Atanurat kissed Tianiq’s cheek. She never let go of his hair, but he didn’t pry her fingers away. “The Elders never anticipated we would find ourselves in such a world,” he said as he played with Tianiq. “They faced difficult times. The customs they held onto so fiercely were like water in a vessel. Any small crack in the vessel would leak the customs out, in a slow stream, yes, but eventually, all of them would be lost. They saw their world slipping away. They clung to traditions desperately because of it.”

“And their vision was true,” I said sadly.

“No,” Atanurat replied, but he didn’t explain.

“But Gante is lost.” I laid Tiriq on the ground. Atanurat put Tianiq down beside him, and the twins wiggled until their arms draped over each other. They would only sleep if they touched each other.

“We who are left will decide which customs to honor and which to let wash away like so much water,” Atanurat said. “If we keep the children of our blood strung to us, that is our choice. The missing Cedna brought us the choices they would not give her.”
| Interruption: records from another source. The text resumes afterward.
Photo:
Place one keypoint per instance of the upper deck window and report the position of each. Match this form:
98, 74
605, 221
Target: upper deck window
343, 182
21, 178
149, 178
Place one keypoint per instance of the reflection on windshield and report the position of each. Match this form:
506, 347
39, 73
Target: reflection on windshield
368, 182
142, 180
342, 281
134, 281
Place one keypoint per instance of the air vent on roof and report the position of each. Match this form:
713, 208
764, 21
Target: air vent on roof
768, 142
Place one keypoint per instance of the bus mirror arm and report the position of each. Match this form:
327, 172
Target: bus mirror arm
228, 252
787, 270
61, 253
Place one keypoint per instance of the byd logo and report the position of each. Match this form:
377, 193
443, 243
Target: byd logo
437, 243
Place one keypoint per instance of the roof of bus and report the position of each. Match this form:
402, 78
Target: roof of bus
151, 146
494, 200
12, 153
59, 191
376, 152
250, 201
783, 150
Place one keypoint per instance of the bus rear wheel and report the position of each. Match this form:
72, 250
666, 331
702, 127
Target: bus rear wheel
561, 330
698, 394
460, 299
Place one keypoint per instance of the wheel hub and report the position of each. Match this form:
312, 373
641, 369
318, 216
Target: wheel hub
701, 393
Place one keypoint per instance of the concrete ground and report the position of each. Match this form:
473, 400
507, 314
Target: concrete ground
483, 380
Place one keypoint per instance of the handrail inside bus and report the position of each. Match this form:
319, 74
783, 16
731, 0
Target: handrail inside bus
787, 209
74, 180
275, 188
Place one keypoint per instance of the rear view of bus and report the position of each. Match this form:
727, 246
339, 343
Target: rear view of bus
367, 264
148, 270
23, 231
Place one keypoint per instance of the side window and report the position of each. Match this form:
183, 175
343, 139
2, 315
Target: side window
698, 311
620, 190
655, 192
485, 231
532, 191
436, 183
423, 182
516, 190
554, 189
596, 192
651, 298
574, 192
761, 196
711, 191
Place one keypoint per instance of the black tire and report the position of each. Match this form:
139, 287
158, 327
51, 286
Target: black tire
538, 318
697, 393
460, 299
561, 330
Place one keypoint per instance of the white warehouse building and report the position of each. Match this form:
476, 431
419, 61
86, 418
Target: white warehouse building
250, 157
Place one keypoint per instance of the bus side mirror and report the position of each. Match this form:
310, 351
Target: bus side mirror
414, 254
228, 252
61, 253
“She wanted to change the old ways?” Few Ganteans were ever willing to speak of the Cedna.

“She was half-Lethemian, you know. Ronin Entila was her father, and because of this, she was not raised like any normal Gantean. Her mother served as Cedna before her, and when her mother named her as the successor, there was a great outcry against it. The Elders believed they had both been tainted by sayantaq ways.”